The DOJ just explained how it plans to kill ObamaCare

The Trump administration on Wednesday offered the first full look at how it plans to argue that the Affordable Care Act is unconstitutional, arguing in new court filings that the healthcare law should be "invalidated in its entirety."

Now, in a 60-page filing with the 5th U.S. District Court of Appeals, the Department of Justice argued that because Congress stripped the individual mandate, which required Americans to either get health insurance or face a financial penalty, from the Affordable Care Act in 2017, the remainder of the law is no longer constitutional.

The DOJ acknowledged that it had reversed course on its position toward the ACA at the end of March, instead agreeing with a December ruling by a federal judge in Texas that struck down the law as unconstitutional. Early on, the administration argued that only certain parts of the ACA were unconstitutional, but that other parts -- such as Medicaid expansion -- should be allowed to stand.

"The remaining ACA provisions should not be severed from the individual mandate, regardless of whether the government might support some of those provisions as policy matter," the administration wrote in the filing.

If ObamaCare is repealed, it would likely leave 32 million people without health insurance by 2026, according to a Congressional Budget Office report from 2017 on the effects of repealing the ACA. Average premiums would also likely spike as a result.

Repealing the ACA has been a longstanding goal of President Trump and Republicans, but they failed to do so in 2017 when the Senate narrowly missed getting the necessary number of votes.
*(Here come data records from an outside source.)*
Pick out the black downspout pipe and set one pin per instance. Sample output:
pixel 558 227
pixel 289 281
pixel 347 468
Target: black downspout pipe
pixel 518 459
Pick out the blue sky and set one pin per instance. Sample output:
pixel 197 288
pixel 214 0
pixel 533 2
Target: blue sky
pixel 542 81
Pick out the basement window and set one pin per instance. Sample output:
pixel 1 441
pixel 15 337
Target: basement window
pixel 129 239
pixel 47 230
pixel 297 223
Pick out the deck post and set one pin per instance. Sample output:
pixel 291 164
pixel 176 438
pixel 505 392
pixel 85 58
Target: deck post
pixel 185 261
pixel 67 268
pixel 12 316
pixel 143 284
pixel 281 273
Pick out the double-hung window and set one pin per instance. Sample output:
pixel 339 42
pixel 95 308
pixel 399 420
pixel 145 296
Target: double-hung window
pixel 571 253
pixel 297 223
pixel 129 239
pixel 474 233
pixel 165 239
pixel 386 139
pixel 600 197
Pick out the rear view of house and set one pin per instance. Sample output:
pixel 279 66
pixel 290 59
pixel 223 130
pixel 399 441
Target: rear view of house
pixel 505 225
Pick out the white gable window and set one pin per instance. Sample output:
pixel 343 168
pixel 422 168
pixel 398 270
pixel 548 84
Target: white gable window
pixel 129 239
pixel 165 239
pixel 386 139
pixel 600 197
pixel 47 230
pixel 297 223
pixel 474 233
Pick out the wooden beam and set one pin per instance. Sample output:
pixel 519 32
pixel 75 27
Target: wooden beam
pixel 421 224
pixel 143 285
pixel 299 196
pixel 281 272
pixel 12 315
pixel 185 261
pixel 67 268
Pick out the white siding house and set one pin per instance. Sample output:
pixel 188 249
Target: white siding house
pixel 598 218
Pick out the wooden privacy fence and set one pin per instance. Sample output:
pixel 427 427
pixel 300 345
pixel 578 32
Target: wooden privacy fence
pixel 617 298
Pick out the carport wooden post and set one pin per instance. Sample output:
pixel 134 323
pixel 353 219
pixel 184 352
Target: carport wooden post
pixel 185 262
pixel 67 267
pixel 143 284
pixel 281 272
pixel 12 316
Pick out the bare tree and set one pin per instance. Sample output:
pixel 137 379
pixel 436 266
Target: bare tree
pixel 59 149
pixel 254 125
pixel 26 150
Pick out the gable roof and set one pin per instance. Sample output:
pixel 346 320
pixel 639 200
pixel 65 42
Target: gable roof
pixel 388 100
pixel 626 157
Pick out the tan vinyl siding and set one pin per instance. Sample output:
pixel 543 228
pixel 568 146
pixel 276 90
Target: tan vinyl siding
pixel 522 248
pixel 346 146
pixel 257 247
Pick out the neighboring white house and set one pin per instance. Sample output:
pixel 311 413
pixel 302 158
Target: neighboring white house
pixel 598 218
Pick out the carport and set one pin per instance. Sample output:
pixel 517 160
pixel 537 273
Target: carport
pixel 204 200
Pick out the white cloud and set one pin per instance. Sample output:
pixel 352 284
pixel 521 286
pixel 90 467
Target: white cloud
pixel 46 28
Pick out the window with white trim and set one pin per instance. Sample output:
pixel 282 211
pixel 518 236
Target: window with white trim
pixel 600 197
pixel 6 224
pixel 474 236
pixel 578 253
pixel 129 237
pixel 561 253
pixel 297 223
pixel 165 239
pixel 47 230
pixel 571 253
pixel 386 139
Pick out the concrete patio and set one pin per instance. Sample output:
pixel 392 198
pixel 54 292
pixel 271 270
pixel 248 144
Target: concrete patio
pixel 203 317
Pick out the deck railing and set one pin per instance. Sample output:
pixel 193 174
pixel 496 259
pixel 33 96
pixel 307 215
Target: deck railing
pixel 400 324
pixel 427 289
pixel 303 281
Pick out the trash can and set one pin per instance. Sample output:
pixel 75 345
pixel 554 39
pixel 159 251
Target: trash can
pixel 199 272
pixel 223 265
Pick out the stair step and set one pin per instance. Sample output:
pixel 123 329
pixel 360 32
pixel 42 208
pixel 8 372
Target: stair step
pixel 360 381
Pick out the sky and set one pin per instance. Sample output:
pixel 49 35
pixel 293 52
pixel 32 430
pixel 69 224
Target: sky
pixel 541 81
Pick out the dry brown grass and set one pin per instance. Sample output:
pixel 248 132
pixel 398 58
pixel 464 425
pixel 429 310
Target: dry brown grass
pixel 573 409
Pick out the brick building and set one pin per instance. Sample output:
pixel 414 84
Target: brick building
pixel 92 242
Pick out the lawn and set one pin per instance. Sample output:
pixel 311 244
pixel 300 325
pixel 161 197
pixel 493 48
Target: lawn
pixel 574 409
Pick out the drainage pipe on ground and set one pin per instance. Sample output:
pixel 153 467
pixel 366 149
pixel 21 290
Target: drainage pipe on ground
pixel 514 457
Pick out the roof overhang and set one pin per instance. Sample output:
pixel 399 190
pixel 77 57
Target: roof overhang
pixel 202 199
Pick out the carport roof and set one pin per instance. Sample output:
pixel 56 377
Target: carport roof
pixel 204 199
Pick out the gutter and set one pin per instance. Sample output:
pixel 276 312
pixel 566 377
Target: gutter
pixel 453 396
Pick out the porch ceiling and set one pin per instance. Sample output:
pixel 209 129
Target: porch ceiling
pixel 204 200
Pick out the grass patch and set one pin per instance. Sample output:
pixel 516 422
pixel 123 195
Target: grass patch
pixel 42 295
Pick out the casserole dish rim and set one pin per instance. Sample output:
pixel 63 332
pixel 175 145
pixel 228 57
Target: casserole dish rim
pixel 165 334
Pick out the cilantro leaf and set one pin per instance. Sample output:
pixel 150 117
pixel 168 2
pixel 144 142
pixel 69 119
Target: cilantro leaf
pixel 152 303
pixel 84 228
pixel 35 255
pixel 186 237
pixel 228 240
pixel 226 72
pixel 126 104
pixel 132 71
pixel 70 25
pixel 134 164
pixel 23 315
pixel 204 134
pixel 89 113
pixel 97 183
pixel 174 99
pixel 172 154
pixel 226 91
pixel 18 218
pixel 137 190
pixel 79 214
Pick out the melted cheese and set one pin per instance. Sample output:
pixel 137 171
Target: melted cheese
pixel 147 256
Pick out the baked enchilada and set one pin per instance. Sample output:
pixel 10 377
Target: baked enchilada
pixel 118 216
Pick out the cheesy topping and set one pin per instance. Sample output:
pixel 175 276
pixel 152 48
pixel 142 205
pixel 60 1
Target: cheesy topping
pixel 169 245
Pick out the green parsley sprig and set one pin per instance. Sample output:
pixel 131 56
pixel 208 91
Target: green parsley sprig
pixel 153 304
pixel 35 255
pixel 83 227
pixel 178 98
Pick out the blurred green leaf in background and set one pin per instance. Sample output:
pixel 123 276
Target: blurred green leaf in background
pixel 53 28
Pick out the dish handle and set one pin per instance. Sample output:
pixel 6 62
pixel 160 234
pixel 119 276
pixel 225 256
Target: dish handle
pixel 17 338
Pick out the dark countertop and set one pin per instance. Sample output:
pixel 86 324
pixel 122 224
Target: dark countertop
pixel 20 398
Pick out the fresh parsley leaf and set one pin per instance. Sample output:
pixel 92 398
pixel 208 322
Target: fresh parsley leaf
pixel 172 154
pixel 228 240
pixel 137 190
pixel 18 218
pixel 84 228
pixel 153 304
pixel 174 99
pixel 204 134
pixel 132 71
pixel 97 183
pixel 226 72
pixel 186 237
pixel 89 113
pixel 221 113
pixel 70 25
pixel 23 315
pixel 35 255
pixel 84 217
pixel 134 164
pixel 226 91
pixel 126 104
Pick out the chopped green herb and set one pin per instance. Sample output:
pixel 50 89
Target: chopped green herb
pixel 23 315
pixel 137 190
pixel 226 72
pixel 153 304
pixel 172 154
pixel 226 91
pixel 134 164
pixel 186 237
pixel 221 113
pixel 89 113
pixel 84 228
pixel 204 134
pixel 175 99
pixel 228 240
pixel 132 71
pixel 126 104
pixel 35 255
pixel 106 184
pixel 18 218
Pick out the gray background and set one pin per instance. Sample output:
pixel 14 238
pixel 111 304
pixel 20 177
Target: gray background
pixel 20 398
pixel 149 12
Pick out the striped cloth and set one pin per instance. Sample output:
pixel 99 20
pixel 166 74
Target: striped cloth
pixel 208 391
Democrats wasted no time on Wednesday responding to the news. Senate Minority Leader Chuck Schumer ripped the filing as "heartless and wrong," in a tweet,

"Any Republican in Congress who refuses to oppose the DOJ’s action is complicit in their efforts to gut protections for people with pre-existing conditions & strip away health care from millions," he said.

House Speaker Nancy Pelosi, meanwhile, urged congressional Democrats to strengthen protections for people with pre-existing conditions in the face of the "cruel assault on Americans’ health care" in the courts.

"There is no viable legal argument and no moral defense for the devastation the Trump Administration is asking the court to inflict on Americans’ health care," she said in a statement.